К счастью, с утра Нокс бывал не таким упрямым, так что вышел из моего кабинета, матерясь себе под нос.
Люсьен, однако, остался сидеть.
— Ты ещё не покрылся сыпью? — спросил я у него. Он недолюбливал копов и полицейские участки, причём по весомой причине.
— Ты сегодня утром особенно взбешённый. Что случилось?
— Не считая камня в окно в три часа утра?
Люсьен сидел и невозмутимо смотрел на меня. Я решил взять его измором и переключил своё внимание на электронную почту. Наше противостояние продлилось на протяжении трёх с половиной писем.
— Как думаешь, мы все обречены повторять грехи наших отцов? — спросил я наконец.
— Да.
Я моргнул.
— Ты не хочешь обдумать это с минутку?
Он раздражённо скрестил руки на груди.
— Последние несколько десятилетий я практически только об этом и думал. Убежать от генов невозможно. Нас породили на свет мужчины с изъянами. Эти изъяны не исчезают из родословной вот так запросто.

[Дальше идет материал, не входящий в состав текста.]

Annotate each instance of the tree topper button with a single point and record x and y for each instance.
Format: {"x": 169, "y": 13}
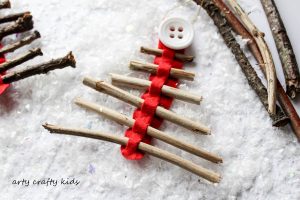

По окнам тарабанил дождь, будто убеждавшийся, что я не забуду про страдания снаружи.
— Тогда какой вообще смысл во всём этом, бл*дь? — спросил я.
— Откуда мне знать, чёрт возьми? — он отрешённо похлопал по карману пиджака, где он хранил свою единственную ежедневную сигарету. — Моя единственная надежда заключается в том, что если я продолжу каждое утро выбираться из постели, то всё это однажды обретёт смысл.
— Знаешь, я чувствовал себя довольно дерьмово и до того, как ты притащил сюда своё облако угрюмости, — сообщил я ему.
Люсьен поморщился.
— Извини. Я мало спал прошлой ночью.